Left out of the picture, however, are the very poor—those families that earn under $10,000. Their wealth actually decreased by 14 percent between ’95 and ’98.
How can the nation’s prosperity be extended to these people and to the rest of the 13 percent of the population that still lives below the poverty line? It’s disturbing that for all the economic growth of the ’90s, the current poverty rate is the same as in 1989 and worse than the rate in 1969.
We don’t have a simple answer to those questions, and we doubt there is one. But we do think the questions should be part of the political debate in this election year, especially at a time when the politicians are arguing about how to spend an estimated $900 billion surplus over the next ten years, and when some want to use the surplus to finance tax breaks for the wealthy.
For the moment, economic growth has made the welfare reform act of 1996 look like a brilliant policy.
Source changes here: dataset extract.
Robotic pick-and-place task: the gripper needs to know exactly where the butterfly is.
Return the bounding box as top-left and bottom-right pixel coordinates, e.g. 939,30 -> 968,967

Faced with tougher work requirements and limits on eligibility, millions of people have left the welfare rolls and most of them have joined the labor force. But a good many have simply disappeared from view. What is happening to them? And what will happen when the welfare payments run out for those who, even in these times of low unemployment, have been unable to find stable work? These are further questions that should be posed to the candidates.
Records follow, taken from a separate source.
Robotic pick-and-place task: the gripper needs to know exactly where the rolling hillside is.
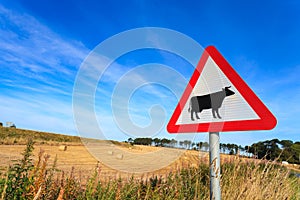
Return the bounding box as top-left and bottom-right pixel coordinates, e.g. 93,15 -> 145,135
0,127 -> 81,145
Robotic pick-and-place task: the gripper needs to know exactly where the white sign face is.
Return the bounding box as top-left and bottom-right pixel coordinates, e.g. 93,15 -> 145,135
167,46 -> 277,133
176,56 -> 259,125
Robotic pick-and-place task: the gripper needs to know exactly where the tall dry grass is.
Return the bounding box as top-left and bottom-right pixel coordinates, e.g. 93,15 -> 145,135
0,142 -> 300,200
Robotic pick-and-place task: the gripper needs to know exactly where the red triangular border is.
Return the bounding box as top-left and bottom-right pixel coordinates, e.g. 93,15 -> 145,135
167,46 -> 277,133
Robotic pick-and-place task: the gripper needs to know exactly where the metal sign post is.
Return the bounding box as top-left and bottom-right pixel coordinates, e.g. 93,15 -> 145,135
209,132 -> 221,200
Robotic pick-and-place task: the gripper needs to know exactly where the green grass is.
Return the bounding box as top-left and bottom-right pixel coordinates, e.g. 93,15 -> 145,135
0,141 -> 300,200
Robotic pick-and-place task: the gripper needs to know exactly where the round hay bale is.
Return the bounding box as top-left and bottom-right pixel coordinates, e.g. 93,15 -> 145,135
58,145 -> 67,151
117,154 -> 123,160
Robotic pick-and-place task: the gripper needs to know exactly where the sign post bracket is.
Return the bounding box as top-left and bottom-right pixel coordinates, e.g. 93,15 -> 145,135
209,132 -> 221,200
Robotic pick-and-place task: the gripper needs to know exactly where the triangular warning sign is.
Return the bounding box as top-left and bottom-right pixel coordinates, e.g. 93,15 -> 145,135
167,46 -> 277,133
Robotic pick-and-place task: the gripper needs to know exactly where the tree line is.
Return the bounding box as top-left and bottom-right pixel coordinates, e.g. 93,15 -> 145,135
126,138 -> 300,164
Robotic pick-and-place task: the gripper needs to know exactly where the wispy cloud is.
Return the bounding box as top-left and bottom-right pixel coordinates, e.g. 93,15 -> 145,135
0,5 -> 89,134
0,5 -> 89,94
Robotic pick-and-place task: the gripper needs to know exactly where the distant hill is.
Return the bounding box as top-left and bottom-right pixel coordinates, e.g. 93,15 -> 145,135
0,127 -> 81,145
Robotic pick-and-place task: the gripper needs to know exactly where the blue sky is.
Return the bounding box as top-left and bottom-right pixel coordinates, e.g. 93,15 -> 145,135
0,0 -> 300,145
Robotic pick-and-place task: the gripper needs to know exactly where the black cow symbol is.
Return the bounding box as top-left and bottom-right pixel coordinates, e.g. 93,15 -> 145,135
188,86 -> 235,121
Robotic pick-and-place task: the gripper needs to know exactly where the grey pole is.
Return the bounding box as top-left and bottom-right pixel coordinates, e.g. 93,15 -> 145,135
209,132 -> 221,200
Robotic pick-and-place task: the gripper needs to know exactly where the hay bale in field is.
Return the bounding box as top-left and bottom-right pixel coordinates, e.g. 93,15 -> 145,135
58,145 -> 67,151
117,154 -> 123,160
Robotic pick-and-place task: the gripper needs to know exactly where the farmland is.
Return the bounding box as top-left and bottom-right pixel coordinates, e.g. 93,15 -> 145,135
0,128 -> 300,199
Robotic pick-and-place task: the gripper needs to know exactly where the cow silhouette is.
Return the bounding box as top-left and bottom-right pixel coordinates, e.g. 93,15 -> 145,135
188,86 -> 235,121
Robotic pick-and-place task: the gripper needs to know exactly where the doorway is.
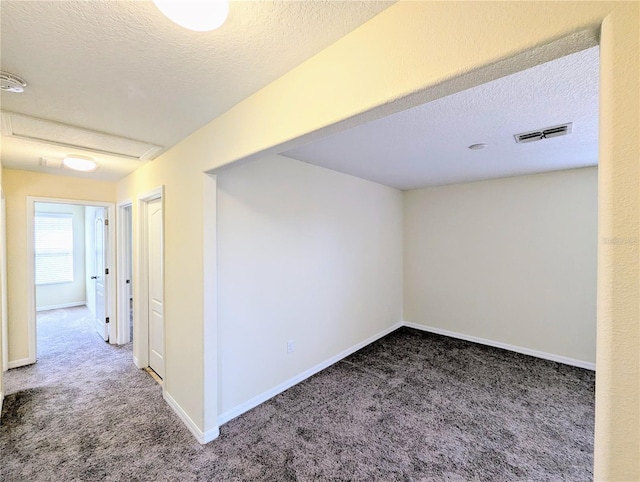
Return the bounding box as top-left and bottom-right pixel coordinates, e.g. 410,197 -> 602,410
27,197 -> 117,363
133,187 -> 165,379
117,200 -> 134,345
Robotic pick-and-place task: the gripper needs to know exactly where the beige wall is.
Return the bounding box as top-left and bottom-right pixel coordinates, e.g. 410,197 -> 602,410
217,156 -> 402,413
111,1 -> 640,474
2,169 -> 116,362
35,203 -> 86,310
0,159 -> 7,400
404,168 -> 598,363
594,2 -> 640,481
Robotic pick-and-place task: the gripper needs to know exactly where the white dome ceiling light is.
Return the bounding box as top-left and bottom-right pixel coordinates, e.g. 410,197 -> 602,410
62,156 -> 98,172
153,0 -> 229,32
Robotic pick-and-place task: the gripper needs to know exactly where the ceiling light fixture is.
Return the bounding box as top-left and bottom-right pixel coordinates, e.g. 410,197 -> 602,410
62,156 -> 98,172
469,143 -> 487,151
0,72 -> 27,93
153,0 -> 229,32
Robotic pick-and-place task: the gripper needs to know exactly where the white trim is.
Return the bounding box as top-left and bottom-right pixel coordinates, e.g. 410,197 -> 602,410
9,358 -> 35,368
36,301 -> 87,312
116,199 -> 133,345
218,323 -> 402,425
402,321 -> 596,371
26,196 -> 118,368
162,390 -> 220,445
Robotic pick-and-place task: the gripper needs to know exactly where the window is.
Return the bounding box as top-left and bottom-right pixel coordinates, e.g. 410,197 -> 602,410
35,213 -> 73,285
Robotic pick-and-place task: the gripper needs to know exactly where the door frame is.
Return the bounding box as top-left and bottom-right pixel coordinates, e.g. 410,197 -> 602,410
27,196 -> 118,363
133,185 -> 167,372
116,199 -> 135,345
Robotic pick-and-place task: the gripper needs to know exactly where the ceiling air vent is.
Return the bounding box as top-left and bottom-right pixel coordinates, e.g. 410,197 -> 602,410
513,122 -> 573,144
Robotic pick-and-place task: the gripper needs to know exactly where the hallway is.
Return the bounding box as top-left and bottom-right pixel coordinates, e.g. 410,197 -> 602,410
0,307 -> 190,481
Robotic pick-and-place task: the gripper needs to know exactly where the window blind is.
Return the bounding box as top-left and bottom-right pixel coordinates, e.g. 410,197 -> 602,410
35,213 -> 73,285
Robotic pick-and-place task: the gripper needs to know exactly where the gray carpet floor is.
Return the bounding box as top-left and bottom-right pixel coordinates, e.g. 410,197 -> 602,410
0,308 -> 594,482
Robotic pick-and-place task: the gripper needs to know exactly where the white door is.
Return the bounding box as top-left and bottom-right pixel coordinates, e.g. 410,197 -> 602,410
147,199 -> 164,377
91,209 -> 109,341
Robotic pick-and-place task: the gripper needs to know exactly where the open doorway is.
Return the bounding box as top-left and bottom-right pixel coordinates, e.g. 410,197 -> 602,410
117,201 -> 134,345
27,197 -> 117,363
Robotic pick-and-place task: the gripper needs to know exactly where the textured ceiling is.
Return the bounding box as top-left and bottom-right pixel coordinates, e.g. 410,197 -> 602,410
283,47 -> 599,189
0,0 -> 393,180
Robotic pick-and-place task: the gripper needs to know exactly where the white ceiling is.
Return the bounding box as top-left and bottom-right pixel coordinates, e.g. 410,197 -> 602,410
0,0 -> 393,180
283,47 -> 599,189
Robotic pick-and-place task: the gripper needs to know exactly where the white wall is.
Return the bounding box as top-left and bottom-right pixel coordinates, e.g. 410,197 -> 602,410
35,203 -> 86,311
217,156 -> 402,413
84,206 -> 104,316
404,168 -> 598,362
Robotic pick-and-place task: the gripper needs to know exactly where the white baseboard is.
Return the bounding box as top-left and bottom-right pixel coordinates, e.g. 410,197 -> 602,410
9,358 -> 35,369
162,390 -> 220,445
36,301 -> 87,311
402,321 -> 596,371
218,323 -> 402,425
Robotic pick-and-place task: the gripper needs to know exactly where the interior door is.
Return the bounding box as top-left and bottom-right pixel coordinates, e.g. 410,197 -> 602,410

One effect of the welfare reform act was to put the individual states in charge of implementing the often Byzantine complexities of welfare policy. Though in theory this means that decision-makers are in closer touch with citizens, it also means that the decisions that most affect poor people often get very little publicity. Press coverage in most state capitals is limited, and the machinations of state governments are even less well known than the intrigues of Washington. For that reason, Rebecca Blank of the Joint Center for Poverty Research at the University of Michigan suggests that church groups interested in advocacy for the poor have a special role to play these days in keeping track of policy decisions at the state level.
Beyond that, Blank says, churches continue to have an important role in providing child care and other services, and in supporting individual families struggling with unemployment. Especially in the case of families that face multiple obstacles, like poor education, physical or mental disabilities, a history of substance abuse, family difficulties and personality problems, churches can provide the everyday support that is crucial to their stability.
The church’s primary calling, after all, is not to eliminate poverty or formulate welfare policy, but to love the neighbor in need. And only through contact with the neighbor in need will the churches know what to say about public policy.